As a writer– and a Mick– I don’t think I’ve ever suffered from writer’s block. I’m filled with words to put on paper or shout or whisper to the wind. But I’m often at a loss as to what to write about.
I’m told I have a tendency to lecture. More truth than fiction. I’m sort of a half assed philosopher. Don’t get me started, we’ll be here ’til rapture. Speaking of which…
…Okay, I’ll steer clear of another religious harangue.Boy oh boy do I love to give the fundamentalists hell. A great guy said, “Fundamentalism is Christianity gone berserk,” and ain’t that the truth? I love to tweak its nose and pull its tail. I love to get ’em so hot under the collar it melts the baloney they spout, utter, and preach. I love to remind ‘them’ that to spend all eternity with them would be the hell they sell to the sinner they send there. Us guys got that place air-conditioned and spend all eternity playing strip poker with Marilyn Monroe and May West, if you’re a guy. With any good looking’ young hunk, if you’re a girl–which I will be again when I get there.
Anyhow, I got orders from my Editor, ‘Write something funny about yourself.’ That’s not hard to do. Essentially I’m a kind of funny character. Funny looking. Eccentric as all get out, always was and always will be. There’s something funny about eccentricity and eccentricity in public is a hoot and holler. To wear tennis shoes with a tux will earn you a giggle or two. Howard Hughes did it and got away with it. If you’re rich you can be as eccentric as the dickens and get away with it. But most of us aren’t Howard Hughes.
It used to be eccentrically outrageous to dye your hair green but that’s not so eccentric anymore. Few heads turn when you wear it to the mall, or charity ball, or down the red carpet, either. Red carpets? Hey, buddy, get a load of that. Funny is funny, and humor is humor, but that stuff’s just plain silly.
Okay, I’m a chicken– a scrawny old hen, if the truth were know–but I choose to be eccentric at home. Out in public I pretend I’m normal. Normal’s not funny. Fact is, normal is dull.
To be dull at eighty freakin’ five–which I am, in years–is a crime against posterity or prosperity or persnickety wicket.
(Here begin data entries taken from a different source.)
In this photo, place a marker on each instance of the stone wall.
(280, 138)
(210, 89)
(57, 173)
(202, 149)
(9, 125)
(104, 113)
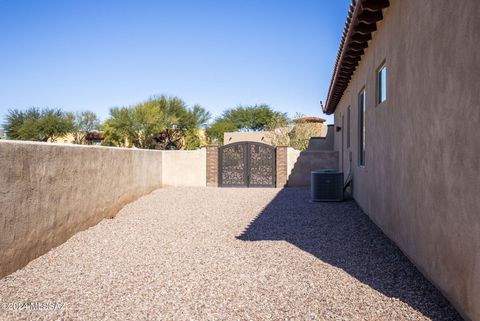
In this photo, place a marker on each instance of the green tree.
(83, 123)
(38, 125)
(245, 118)
(154, 123)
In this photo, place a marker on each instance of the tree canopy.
(38, 125)
(154, 123)
(246, 118)
(83, 123)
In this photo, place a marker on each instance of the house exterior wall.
(421, 181)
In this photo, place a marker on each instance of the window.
(361, 134)
(348, 127)
(382, 84)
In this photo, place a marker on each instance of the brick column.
(212, 165)
(281, 169)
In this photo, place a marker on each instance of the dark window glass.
(361, 134)
(382, 84)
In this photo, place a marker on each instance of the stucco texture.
(51, 191)
(421, 180)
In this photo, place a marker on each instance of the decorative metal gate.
(246, 164)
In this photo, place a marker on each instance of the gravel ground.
(226, 254)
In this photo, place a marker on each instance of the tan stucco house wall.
(421, 179)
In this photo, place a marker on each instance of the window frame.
(362, 110)
(378, 83)
(349, 117)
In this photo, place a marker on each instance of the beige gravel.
(226, 254)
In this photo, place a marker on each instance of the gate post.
(212, 166)
(281, 166)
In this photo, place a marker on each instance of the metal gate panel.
(261, 165)
(247, 164)
(233, 165)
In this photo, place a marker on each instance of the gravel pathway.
(226, 254)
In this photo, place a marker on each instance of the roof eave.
(362, 19)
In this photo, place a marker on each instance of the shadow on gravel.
(340, 234)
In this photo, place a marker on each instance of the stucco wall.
(184, 168)
(48, 192)
(421, 182)
(301, 164)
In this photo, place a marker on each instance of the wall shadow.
(340, 234)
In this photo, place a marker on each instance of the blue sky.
(93, 55)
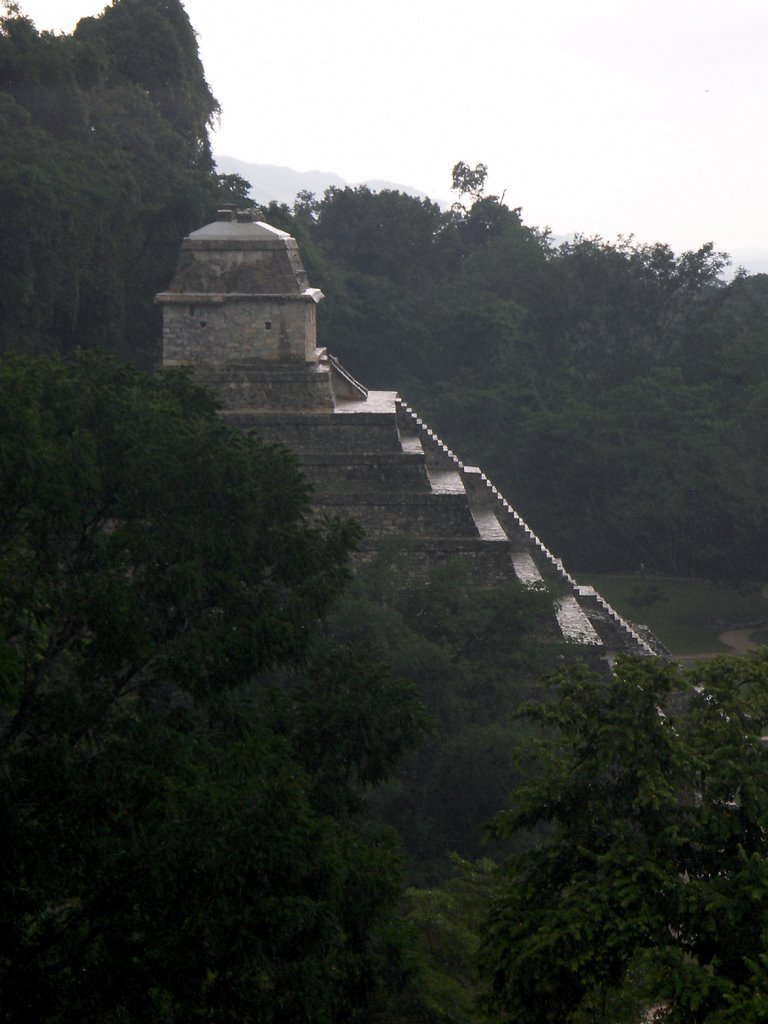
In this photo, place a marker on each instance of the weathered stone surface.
(241, 312)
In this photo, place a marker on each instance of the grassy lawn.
(687, 615)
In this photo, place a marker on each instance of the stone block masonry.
(240, 311)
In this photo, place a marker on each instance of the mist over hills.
(272, 182)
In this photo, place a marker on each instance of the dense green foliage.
(104, 166)
(474, 654)
(195, 718)
(614, 392)
(650, 883)
(182, 757)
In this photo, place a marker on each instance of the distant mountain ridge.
(282, 184)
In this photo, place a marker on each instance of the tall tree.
(649, 858)
(181, 833)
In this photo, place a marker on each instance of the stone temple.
(240, 311)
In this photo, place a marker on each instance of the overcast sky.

As a writer, I love to make up words like brillig and the slithy toves. I jabberwacky. I’m jealous of Lewis Carrol.
I must admit my sense of humor has aged a bit, but I love to laugh. Make people laugh. I wanna die laughing with a glass of Charddonay in one hand, a magic wand in the other, wearing tennis shoes made in China dappled with red sequins. The Lion, the Tin Woodman, the Scarecrow and my dumb Editor will escort me.
Now that’s funny.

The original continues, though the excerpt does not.